Under circumstances of live drawing, that’s when I know I’ve made something honest and unfiltered. I found these circumstances by drawing in the pigeon coop, under the shitting birds. It wasn’t so much the shit that made the stress that made the beautiful line, it was that they move all the time. I only see them for a second then I look at my page and draw them from memory.

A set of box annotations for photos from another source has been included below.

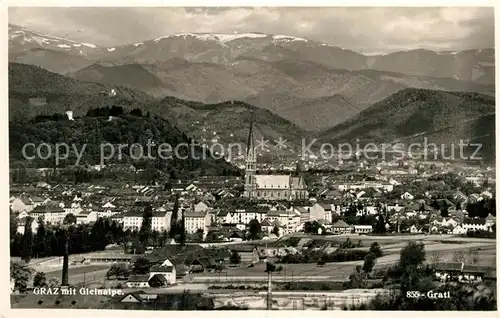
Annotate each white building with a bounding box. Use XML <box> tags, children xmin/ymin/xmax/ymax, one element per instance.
<box><xmin>29</xmin><ymin>205</ymin><xmax>68</xmax><ymax>224</ymax></box>
<box><xmin>123</xmin><ymin>210</ymin><xmax>172</xmax><ymax>232</ymax></box>
<box><xmin>184</xmin><ymin>211</ymin><xmax>211</xmax><ymax>233</ymax></box>
<box><xmin>462</xmin><ymin>218</ymin><xmax>488</xmax><ymax>231</ymax></box>
<box><xmin>354</xmin><ymin>225</ymin><xmax>373</xmax><ymax>234</ymax></box>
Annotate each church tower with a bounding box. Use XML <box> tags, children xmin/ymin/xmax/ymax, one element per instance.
<box><xmin>243</xmin><ymin>119</ymin><xmax>257</xmax><ymax>199</ymax></box>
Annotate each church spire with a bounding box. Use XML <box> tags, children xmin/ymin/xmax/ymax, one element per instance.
<box><xmin>246</xmin><ymin>114</ymin><xmax>255</xmax><ymax>161</ymax></box>
<box><xmin>244</xmin><ymin>113</ymin><xmax>257</xmax><ymax>199</ymax></box>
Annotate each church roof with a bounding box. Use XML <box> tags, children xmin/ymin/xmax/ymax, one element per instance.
<box><xmin>255</xmin><ymin>174</ymin><xmax>290</xmax><ymax>189</ymax></box>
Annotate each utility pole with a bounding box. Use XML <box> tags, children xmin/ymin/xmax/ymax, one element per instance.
<box><xmin>267</xmin><ymin>271</ymin><xmax>273</xmax><ymax>310</ymax></box>
<box><xmin>266</xmin><ymin>262</ymin><xmax>276</xmax><ymax>310</ymax></box>
<box><xmin>61</xmin><ymin>228</ymin><xmax>69</xmax><ymax>287</ymax></box>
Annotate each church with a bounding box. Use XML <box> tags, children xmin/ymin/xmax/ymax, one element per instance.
<box><xmin>243</xmin><ymin>123</ymin><xmax>308</xmax><ymax>200</ymax></box>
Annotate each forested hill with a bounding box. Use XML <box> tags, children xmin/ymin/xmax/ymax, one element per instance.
<box><xmin>9</xmin><ymin>107</ymin><xmax>239</xmax><ymax>178</ymax></box>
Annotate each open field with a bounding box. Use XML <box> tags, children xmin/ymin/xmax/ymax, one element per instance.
<box><xmin>45</xmin><ymin>265</ymin><xmax>109</xmax><ymax>284</ymax></box>
<box><xmin>17</xmin><ymin>234</ymin><xmax>496</xmax><ymax>284</ymax></box>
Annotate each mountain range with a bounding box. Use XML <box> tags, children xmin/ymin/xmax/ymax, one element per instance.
<box><xmin>9</xmin><ymin>25</ymin><xmax>495</xmax><ymax>132</ymax></box>
<box><xmin>318</xmin><ymin>88</ymin><xmax>495</xmax><ymax>161</ymax></box>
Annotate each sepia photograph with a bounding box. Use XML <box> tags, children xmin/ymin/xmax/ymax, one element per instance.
<box><xmin>5</xmin><ymin>3</ymin><xmax>497</xmax><ymax>310</ymax></box>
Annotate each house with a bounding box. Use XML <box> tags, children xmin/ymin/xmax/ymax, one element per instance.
<box><xmin>260</xmin><ymin>219</ymin><xmax>273</xmax><ymax>233</ymax></box>
<box><xmin>434</xmin><ymin>262</ymin><xmax>496</xmax><ymax>282</ymax></box>
<box><xmin>120</xmin><ymin>290</ymin><xmax>145</xmax><ymax>303</ymax></box>
<box><xmin>462</xmin><ymin>218</ymin><xmax>488</xmax><ymax>231</ymax></box>
<box><xmin>294</xmin><ymin>206</ymin><xmax>311</xmax><ymax>224</ymax></box>
<box><xmin>148</xmin><ymin>273</ymin><xmax>169</xmax><ymax>287</ymax></box>
<box><xmin>126</xmin><ymin>275</ymin><xmax>150</xmax><ymax>288</ymax></box>
<box><xmin>230</xmin><ymin>245</ymin><xmax>260</xmax><ymax>263</ymax></box>
<box><xmin>401</xmin><ymin>192</ymin><xmax>414</xmax><ymax>200</ymax></box>
<box><xmin>410</xmin><ymin>224</ymin><xmax>422</xmax><ymax>233</ymax></box>
<box><xmin>307</xmin><ymin>203</ymin><xmax>332</xmax><ymax>222</ymax></box>
<box><xmin>194</xmin><ymin>201</ymin><xmax>210</xmax><ymax>212</ymax></box>
<box><xmin>217</xmin><ymin>207</ymin><xmax>269</xmax><ymax>224</ymax></box>
<box><xmin>184</xmin><ymin>211</ymin><xmax>211</xmax><ymax>234</ymax></box>
<box><xmin>10</xmin><ymin>195</ymin><xmax>34</xmax><ymax>212</ymax></box>
<box><xmin>30</xmin><ymin>204</ymin><xmax>68</xmax><ymax>224</ymax></box>
<box><xmin>75</xmin><ymin>210</ymin><xmax>97</xmax><ymax>224</ymax></box>
<box><xmin>267</xmin><ymin>206</ymin><xmax>300</xmax><ymax>233</ymax></box>
<box><xmin>451</xmin><ymin>225</ymin><xmax>467</xmax><ymax>235</ymax></box>
<box><xmin>332</xmin><ymin>220</ymin><xmax>352</xmax><ymax>234</ymax></box>
<box><xmin>149</xmin><ymin>265</ymin><xmax>176</xmax><ymax>285</ymax></box>
<box><xmin>17</xmin><ymin>218</ymin><xmax>38</xmax><ymax>234</ymax></box>
<box><xmin>122</xmin><ymin>208</ymin><xmax>172</xmax><ymax>232</ymax></box>
<box><xmin>354</xmin><ymin>225</ymin><xmax>373</xmax><ymax>234</ymax></box>
<box><xmin>228</xmin><ymin>231</ymin><xmax>244</xmax><ymax>242</ymax></box>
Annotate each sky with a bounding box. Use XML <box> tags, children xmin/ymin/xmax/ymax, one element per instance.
<box><xmin>9</xmin><ymin>7</ymin><xmax>494</xmax><ymax>54</ymax></box>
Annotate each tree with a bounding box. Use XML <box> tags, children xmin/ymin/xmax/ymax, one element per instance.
<box><xmin>229</xmin><ymin>251</ymin><xmax>241</xmax><ymax>265</ymax></box>
<box><xmin>33</xmin><ymin>272</ymin><xmax>48</xmax><ymax>287</ymax></box>
<box><xmin>271</xmin><ymin>225</ymin><xmax>280</xmax><ymax>237</ymax></box>
<box><xmin>106</xmin><ymin>263</ymin><xmax>130</xmax><ymax>279</ymax></box>
<box><xmin>441</xmin><ymin>206</ymin><xmax>449</xmax><ymax>218</ymax></box>
<box><xmin>370</xmin><ymin>242</ymin><xmax>382</xmax><ymax>257</ymax></box>
<box><xmin>399</xmin><ymin>242</ymin><xmax>425</xmax><ymax>268</ymax></box>
<box><xmin>34</xmin><ymin>219</ymin><xmax>51</xmax><ymax>257</ymax></box>
<box><xmin>429</xmin><ymin>251</ymin><xmax>442</xmax><ymax>267</ymax></box>
<box><xmin>363</xmin><ymin>252</ymin><xmax>377</xmax><ymax>274</ymax></box>
<box><xmin>21</xmin><ymin>216</ymin><xmax>33</xmax><ymax>263</ymax></box>
<box><xmin>373</xmin><ymin>214</ymin><xmax>386</xmax><ymax>234</ymax></box>
<box><xmin>63</xmin><ymin>213</ymin><xmax>76</xmax><ymax>225</ymax></box>
<box><xmin>132</xmin><ymin>257</ymin><xmax>151</xmax><ymax>275</ymax></box>
<box><xmin>453</xmin><ymin>251</ymin><xmax>466</xmax><ymax>263</ymax></box>
<box><xmin>195</xmin><ymin>229</ymin><xmax>205</xmax><ymax>242</ymax></box>
<box><xmin>248</xmin><ymin>219</ymin><xmax>262</xmax><ymax>240</ymax></box>
<box><xmin>10</xmin><ymin>262</ymin><xmax>33</xmax><ymax>293</ymax></box>
<box><xmin>467</xmin><ymin>250</ymin><xmax>479</xmax><ymax>264</ymax></box>
<box><xmin>139</xmin><ymin>205</ymin><xmax>153</xmax><ymax>245</ymax></box>
<box><xmin>318</xmin><ymin>255</ymin><xmax>326</xmax><ymax>267</ymax></box>
<box><xmin>49</xmin><ymin>277</ymin><xmax>61</xmax><ymax>288</ymax></box>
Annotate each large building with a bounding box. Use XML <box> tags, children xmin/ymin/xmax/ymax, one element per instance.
<box><xmin>243</xmin><ymin>120</ymin><xmax>308</xmax><ymax>200</ymax></box>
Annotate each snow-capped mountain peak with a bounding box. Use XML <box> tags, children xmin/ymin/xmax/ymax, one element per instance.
<box><xmin>9</xmin><ymin>24</ymin><xmax>98</xmax><ymax>54</ymax></box>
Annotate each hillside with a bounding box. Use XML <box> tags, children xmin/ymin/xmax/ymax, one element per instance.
<box><xmin>9</xmin><ymin>24</ymin><xmax>495</xmax><ymax>84</ymax></box>
<box><xmin>70</xmin><ymin>64</ymin><xmax>172</xmax><ymax>95</ymax></box>
<box><xmin>65</xmin><ymin>59</ymin><xmax>494</xmax><ymax>131</ymax></box>
<box><xmin>152</xmin><ymin>97</ymin><xmax>308</xmax><ymax>146</ymax></box>
<box><xmin>9</xmin><ymin>25</ymin><xmax>494</xmax><ymax>132</ymax></box>
<box><xmin>9</xmin><ymin>63</ymin><xmax>305</xmax><ymax>153</ymax></box>
<box><xmin>321</xmin><ymin>89</ymin><xmax>495</xmax><ymax>159</ymax></box>
<box><xmin>9</xmin><ymin>114</ymin><xmax>237</xmax><ymax>177</ymax></box>
<box><xmin>9</xmin><ymin>63</ymin><xmax>153</xmax><ymax>121</ymax></box>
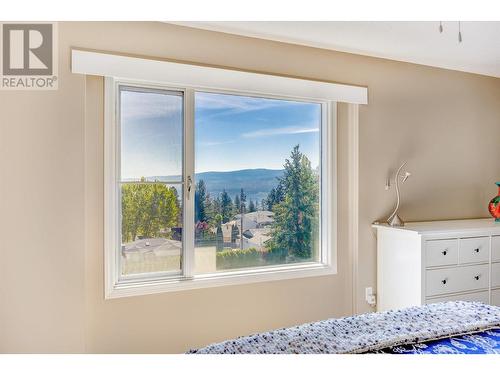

The birds ended up on my wine label, but not my poopy version. They’re my beacons of freedom. The place where I discovered where I need to get to, to be free from my inhibitions, outside of myself and my filters, to draw as just an arm connected directly to my subject. It’s not about the physical place, that pigeon coop, where the rats get fat, it’s about what circumstances I discovered there and where else I could go to find those circumstances. Now I live with constant time crunch and base volume of children in the house so I don’t need to cast around further for a manufactured stress. Plus, I’ve done it enough that I can channel the feeling.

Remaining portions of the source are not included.